Wednesday, January 26, 2011

52 Weeks of Personal History & Genealogy, Week 4; Home


Week 4: Home. Describe the house in which you grew up. Was it big or small? What made it unique? Is it still there today?

I actually grew up in three different houses... I only spent four years each in the first two, but they feel just as much as home to me, if not more, as the one I spent 10 years in.

My first home was in Augusta, Georgia.  We lived there until I was 4 (1967-1971).  Unfortunately I have no pictures of this house and it has now burned down.  Being so young, I remember very little about this home.  A few things I do recall:

*  The steep driveway we had and my ball rolling down that driveway one day into the road.  Some nice gentleman stopped his car and returned it to me.
*  Locking the bathroom door from the inside and Daddy trying to get it open with his pocketknife.  Luckily, he succeeded.
*  Being stung by bees in the bushes on the side of the house
*  Having a four-poster bed and my one-time babysitter's daughter swinging on one of the posts and breaking it.  I also got a spanking for that, though Daddy admitted later that he knew I didn't break it.  :)

My parents moved back to Augusta in the 1990's.  To this day, Augusta feels the most like home to me.


My second home was in Jacksonville, Florida.  We lived there for four years - until I was 8 (1971-1975).  This is where my fondest memories lie.  My dad built this house.  My parents had actually lived on this property before.  The house was made of blocks, which was common in Florida at that time.  It had two bedrooms with one bath, and I remember Daddy adding the den (or "Florida Room") onto the back of the house.  Since we had the den, we didn't use the living room in the front of house much.  Our dining table overlooked the carport.  My bedroom was at the other end, on the back side of the house.  My mom read to me every night, and lying in my bed is where I learned how to spell "Elizabeth."  I was in my room playing one day and wanted to crank my "car" so I put a key into the electrical socket!  I had a swing outside.  I learned to ride a bicycle there and rode it all over the place.  Since we lived in a quiet neighborhood, I could ride my bike in the street, and Mom and I would even ride our bikes a couple of blocks to the Trout River.  The lot next to our house was empty so I used to play there a lot. 

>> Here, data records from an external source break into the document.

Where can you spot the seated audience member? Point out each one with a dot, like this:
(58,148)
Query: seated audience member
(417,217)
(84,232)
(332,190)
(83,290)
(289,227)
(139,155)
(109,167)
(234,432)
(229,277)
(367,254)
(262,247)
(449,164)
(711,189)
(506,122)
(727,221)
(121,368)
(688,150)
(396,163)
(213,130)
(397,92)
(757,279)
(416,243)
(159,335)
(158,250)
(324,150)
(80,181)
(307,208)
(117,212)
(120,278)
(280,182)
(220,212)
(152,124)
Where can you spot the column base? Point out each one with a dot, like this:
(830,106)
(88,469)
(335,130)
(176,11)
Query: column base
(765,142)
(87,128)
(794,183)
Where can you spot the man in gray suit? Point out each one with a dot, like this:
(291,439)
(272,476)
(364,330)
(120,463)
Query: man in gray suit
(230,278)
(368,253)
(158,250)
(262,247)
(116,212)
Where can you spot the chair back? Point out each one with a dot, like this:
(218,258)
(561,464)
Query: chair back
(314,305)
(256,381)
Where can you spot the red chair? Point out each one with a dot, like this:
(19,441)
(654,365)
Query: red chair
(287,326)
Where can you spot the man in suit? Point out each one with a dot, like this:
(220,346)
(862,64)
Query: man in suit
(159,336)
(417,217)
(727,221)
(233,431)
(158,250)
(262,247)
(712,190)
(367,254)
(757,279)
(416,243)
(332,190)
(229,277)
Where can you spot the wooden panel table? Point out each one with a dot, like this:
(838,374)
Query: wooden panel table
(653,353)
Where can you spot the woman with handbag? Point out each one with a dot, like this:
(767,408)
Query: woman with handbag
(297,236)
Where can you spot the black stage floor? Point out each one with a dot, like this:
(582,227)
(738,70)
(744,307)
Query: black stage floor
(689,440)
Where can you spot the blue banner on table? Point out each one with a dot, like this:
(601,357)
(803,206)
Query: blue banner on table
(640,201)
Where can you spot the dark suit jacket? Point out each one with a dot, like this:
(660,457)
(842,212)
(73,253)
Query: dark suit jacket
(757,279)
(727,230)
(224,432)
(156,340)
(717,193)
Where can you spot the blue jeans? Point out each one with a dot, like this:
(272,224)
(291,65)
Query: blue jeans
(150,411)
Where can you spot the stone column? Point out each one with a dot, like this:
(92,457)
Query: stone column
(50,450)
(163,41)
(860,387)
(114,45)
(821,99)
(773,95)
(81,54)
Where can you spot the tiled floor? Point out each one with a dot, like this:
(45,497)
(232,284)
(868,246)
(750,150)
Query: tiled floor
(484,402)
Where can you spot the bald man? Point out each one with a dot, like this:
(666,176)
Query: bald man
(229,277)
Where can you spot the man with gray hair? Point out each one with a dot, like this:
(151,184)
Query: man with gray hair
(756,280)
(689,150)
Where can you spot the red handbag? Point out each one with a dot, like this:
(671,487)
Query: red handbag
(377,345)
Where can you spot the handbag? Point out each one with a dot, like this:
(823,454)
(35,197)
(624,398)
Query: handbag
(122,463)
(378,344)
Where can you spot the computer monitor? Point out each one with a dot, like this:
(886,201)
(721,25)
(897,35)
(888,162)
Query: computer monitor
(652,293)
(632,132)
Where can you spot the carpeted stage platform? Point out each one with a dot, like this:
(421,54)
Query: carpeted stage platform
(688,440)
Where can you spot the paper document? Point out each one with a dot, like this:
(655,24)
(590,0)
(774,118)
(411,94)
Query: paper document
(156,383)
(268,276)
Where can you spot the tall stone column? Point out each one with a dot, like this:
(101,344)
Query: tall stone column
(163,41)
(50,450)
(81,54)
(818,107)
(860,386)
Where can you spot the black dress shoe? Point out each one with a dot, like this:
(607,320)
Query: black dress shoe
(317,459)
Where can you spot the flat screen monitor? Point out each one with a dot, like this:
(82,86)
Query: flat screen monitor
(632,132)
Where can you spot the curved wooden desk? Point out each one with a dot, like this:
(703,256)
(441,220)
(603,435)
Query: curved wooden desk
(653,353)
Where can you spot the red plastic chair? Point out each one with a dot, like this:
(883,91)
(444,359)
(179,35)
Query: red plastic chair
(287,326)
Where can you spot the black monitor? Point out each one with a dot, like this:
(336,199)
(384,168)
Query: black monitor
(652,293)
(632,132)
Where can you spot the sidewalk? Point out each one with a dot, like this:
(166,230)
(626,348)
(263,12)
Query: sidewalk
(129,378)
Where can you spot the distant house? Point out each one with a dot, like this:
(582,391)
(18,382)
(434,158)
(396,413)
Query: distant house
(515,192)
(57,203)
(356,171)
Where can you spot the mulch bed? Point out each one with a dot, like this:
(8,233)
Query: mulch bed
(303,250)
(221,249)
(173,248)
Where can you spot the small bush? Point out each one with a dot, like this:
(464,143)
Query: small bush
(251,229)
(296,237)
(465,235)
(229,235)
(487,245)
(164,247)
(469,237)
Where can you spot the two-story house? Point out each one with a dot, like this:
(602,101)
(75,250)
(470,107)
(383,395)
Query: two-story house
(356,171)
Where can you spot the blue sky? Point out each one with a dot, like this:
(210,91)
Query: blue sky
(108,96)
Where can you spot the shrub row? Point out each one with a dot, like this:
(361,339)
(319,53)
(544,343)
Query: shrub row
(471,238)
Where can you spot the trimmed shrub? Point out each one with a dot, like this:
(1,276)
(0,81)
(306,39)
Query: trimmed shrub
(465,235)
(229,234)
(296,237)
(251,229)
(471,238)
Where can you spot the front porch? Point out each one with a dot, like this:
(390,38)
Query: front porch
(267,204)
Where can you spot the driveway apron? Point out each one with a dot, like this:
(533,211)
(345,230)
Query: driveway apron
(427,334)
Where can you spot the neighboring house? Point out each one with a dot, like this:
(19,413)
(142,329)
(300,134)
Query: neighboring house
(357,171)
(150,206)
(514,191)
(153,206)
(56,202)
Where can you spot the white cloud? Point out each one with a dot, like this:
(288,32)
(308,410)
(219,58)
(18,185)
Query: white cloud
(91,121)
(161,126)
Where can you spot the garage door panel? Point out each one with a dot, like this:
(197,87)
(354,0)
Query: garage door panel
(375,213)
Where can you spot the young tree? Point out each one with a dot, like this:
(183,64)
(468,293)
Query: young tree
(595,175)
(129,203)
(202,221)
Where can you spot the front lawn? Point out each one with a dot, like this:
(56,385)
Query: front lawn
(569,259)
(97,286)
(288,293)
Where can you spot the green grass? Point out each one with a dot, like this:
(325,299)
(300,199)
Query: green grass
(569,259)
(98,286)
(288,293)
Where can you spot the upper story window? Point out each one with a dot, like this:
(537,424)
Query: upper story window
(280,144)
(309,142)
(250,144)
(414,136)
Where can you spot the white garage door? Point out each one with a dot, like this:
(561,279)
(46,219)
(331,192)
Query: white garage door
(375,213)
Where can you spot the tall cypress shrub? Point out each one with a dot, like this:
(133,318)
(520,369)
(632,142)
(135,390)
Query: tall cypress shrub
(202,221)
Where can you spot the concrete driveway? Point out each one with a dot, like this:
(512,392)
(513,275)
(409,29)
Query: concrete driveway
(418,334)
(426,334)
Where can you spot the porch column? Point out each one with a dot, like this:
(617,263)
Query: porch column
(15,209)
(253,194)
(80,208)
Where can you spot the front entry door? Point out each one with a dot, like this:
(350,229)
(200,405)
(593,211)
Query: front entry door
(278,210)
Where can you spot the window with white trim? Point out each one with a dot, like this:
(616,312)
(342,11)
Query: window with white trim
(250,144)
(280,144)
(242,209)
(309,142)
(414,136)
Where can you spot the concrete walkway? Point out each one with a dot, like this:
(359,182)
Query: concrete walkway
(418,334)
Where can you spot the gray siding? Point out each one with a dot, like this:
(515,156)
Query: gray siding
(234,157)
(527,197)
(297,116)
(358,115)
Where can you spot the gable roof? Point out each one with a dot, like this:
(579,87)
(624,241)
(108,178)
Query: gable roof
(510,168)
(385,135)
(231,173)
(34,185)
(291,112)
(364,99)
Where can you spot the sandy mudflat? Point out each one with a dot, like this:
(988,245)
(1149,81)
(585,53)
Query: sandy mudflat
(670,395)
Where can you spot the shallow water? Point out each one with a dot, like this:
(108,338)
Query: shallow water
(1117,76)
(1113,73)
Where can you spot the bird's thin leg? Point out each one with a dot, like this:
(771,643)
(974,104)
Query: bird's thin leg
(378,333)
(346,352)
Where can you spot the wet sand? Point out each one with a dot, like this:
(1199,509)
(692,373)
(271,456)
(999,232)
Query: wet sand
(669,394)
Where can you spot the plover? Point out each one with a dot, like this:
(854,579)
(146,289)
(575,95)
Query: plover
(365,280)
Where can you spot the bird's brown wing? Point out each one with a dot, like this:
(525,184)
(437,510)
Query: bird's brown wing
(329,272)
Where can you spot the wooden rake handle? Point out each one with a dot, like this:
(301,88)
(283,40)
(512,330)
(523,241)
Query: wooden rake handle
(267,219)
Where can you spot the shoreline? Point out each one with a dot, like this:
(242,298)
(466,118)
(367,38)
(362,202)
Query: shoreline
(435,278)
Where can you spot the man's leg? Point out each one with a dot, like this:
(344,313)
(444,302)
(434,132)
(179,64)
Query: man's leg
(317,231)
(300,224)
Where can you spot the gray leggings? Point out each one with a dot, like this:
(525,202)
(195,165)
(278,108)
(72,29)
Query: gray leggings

I guess when we lived here, I was old enough to remember, but not yet old enough to realize that the world could be a bad and scary place.  So the vast majority of memories I have from Jacksonville are good ones.  

In 1975, when I was almost 9, we moved to Swainsboro, Georgia.  Or rather, Daddy and I moved to Swainsboro.  Mom worked for Southern Bell and could not get a transfer.  For a year she stayed in Jacksonville during the week and drove 4 1/2 hours to Swainsboro each weekend.  As I described in a previous post, my grandparents passed away in November 1973.  That left my grandmother's sister, Alice, alone, and it only took a few months for my parents to realize that Alice could not live on her own.  So thus the reason for the move.  I had already spent a lot of time in that house, visiting my grandparents.  I lived here until I was 18 (1975-1985). 

The house used to be a store building, and my grandfather converted it into a house in the 1960's.  It started out as three bedrooms, 2 1/2 baths, but my father eventually added a fourth bedroom in the garage.  The garage ran the entire length of the house on the back.  Pop Pop had a library (den) off the living room and from that room, a glass sliding door led out to the garage.  There was a door leading outside from the dining room, which we also used a lot.  There was another entrance further down the front of the house that led into a little room that we called the vestibule that was not big enough for anything.  We kept a desk in there mostly and never used it.  The room was smaller than a closet.  There was a large window across the front of the living room, left over from the store.  The kitchen sink, oven and counters were all pink.  The picture was taken before my grandparents died... there was a concrete driveway and walkways later.

When we first moved there, the middle room, the room with no window because it backed up to the garage, was my room.  When Alice moved into a home in Augusta, I moved into her old room - the front bedroom.  That was my bedroom all through high school.  It had red shag carpet on the floor.  I had my own bathroom at that point.  The bathrooms in that house were huge.  I had a dressing table and a large linen closet in mine.  

Truth be told, I do not have many good memories from this house.  As a matter of fact, until as recently as 5 years ago, every nightmare or strange dream I had was set in that house.  

The house is still there.  Daddy sold it a few years before he died, and the new owners have changed it quite a bit.